The project involves **text preprocessing**, including **lowercasing, punctuation removal, stopword removal, and stemming**, to clean and standardize the messages. Using **TF-IDF vectorization**, the text is converted into numerical features, which are then used to train a **Naive Bayes classifier** a commonly used model for text classification.

# **Problem Statement**


The goal of this project is to **classify SMS messages as spam or non-spam** using machine learning techniques. The model will help in **automatically filtering out spam messages**, reducing user inconvenience and improving security. The project focuses on achieving **high accuracy and efficiency** through proper data preprocessing and the use of effective classification algorithms.

### Dataset Loading

In [None]:
# Loading Dataset
import pandas as pd
path='/content/sms_spam.csv'
df = pd.read_csv(path, encoding='latin-1')

# Displaying the first few rows and dataset info
df.info(), df.head()

# **Cleaning the data**


In [None]:
# Dropping unnecessary columns
df = df[['v1', 'v2']]

# Renaming columns for clarity
df = df.rename(columns={'v1': 'label', 'v2': 'message'})

# Converting labels to binary (ham = 0, spam = 1)
df['label'] = df['label'].map({'ham': 0, 'spam': 1})

# Checking the cleaned dataset
df.info(), df.head()

- Kept only relevant columns (v1, v2).
- Renamed them as label, message for clarity.
- Converted the labels (ham → 0, spam → 1).

# **Text Preprocessing**


In [None]:
import re
import nltk
from nltk.corpus import stopwords
from nltk.stem import PorterStemmer

# Downloading stopwords
nltk.download('stopwords')

# Initialing the stemmer and stopwords
ps = PorterStemmer()
stop_words = set(stopwords.words('english'))

# Text preprocessing function
def preprocess_text(text):
    # Converting to lowercase
    text = text.lower()
    # Removing special characters, numbers, and punctuation
    text = re.sub(r'[^a-z\s]', '', text)
    # Tokenization and stemming
    words = text.split()
    words = [ps.stem(word) for word in words if word not in stop_words]
    # Joining the words back into a cleaned sentence
    return ' '.join(words)

# Applying preprocessing to all messages
df['cleaned_message'] = df['message'].apply(preprocess_text)

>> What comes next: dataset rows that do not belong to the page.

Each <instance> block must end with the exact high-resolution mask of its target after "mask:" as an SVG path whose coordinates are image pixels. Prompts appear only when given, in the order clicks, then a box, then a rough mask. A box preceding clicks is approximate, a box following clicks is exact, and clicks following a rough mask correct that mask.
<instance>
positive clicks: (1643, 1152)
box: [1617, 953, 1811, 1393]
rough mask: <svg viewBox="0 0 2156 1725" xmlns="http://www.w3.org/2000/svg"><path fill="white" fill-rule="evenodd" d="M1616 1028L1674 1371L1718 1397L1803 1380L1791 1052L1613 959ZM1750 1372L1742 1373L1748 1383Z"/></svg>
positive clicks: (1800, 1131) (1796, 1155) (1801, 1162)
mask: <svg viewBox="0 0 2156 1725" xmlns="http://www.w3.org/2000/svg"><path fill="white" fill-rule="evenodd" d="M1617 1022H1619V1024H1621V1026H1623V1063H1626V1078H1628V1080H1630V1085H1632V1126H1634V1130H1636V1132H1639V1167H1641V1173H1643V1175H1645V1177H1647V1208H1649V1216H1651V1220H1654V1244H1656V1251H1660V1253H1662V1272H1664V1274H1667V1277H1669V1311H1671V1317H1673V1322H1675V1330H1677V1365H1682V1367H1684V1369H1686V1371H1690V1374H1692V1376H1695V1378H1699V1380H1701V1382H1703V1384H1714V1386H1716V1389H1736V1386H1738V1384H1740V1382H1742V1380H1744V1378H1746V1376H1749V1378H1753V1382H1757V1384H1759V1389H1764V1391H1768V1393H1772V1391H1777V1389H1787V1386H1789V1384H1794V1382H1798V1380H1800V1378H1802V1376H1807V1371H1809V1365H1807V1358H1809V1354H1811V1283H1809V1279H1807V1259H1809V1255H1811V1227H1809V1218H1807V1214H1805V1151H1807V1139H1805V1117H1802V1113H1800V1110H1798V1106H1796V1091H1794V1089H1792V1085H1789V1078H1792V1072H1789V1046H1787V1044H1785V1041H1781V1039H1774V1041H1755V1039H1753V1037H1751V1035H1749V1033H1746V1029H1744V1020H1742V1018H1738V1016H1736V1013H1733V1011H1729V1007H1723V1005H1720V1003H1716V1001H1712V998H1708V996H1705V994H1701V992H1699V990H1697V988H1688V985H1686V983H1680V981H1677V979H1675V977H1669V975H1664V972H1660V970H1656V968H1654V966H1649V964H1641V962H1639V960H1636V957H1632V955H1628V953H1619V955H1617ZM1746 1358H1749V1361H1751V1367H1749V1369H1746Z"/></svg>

# Displaying the cleaned dataset
df.head()

- All messages are converted to lowercase, punctuation removed, and stopwords filtered out.
- Stemming applied to reduce words to their root form (e.g., 'running' → 'run').
- The dataset is now ready for feature extraction.

In [None]:
from sklearn.feature_extraction.text import TfidfVectorizer
from sklearn.model_selection import train_test_split

# Converting text into numerical features using TF-IDF
tfidf_vectorizer = TfidfVectorizer(max_features=5000)  # Limit features to 5000 most important words
X = tfidf_vectorizer.fit_transform(df['cleaned_message'])

# Labels (Spam = 1, Ham = 0)
y = df['label']

# Splitting the dataset into 80% training and 20% testing
X_train, X_test, y_train, y_test = train_test_split(X, y, test_size=0.2, random_state=42, stratify=y)

# Checking dataset sizes
X_train.shape, X_test.shape, y_train.shape, y_test.shape


- Text successfully converted into numerical features using TF-IDF.
- Dataset split into 80% training and 20% testing.
- The model is now ready for training.

In [None]:
from sklearn.naive_bayes import MultinomialNB
from sklearn.metrics import accuracy_score, classification_report, confusion_matrix

# Training a Naive Bayes model
nb_model = MultinomialNB()
nb_model.fit(X_train, y_train)

# Predictions on the test set
y_pred = nb_model.predict(X_test)

# Evaluating the model
accuracy = accuracy_score(y_test, y_pred)
classification_rep = classification_report(y_test, y_pred)
conf_matrix = confusion_matrix(y_test, y_pred)

# Printing the results
print(f"Model Accuracy: {accuracy:.2%}\n")
print("Classification Report:\n", classification_rep)
print("Confusion Matrix:")
print(conf_matrix)

- Algorithm Used: Naive Bayes (MultinomialNB)
- Accuracy Achieved: 96.77%
- Precision (Spam Detection): 99% (Very few false positives)
- Recall (Spam Detection): 77% (Some spam messages missed)
- Confusion Matrix Analysis: 35 spam messages misclassified as ham.

# **Conclusion**


This project successfully showed how to classify text using Machine Learning.This method could be used in real-world applications like filtering spam in messages, emails, and detecting fraud.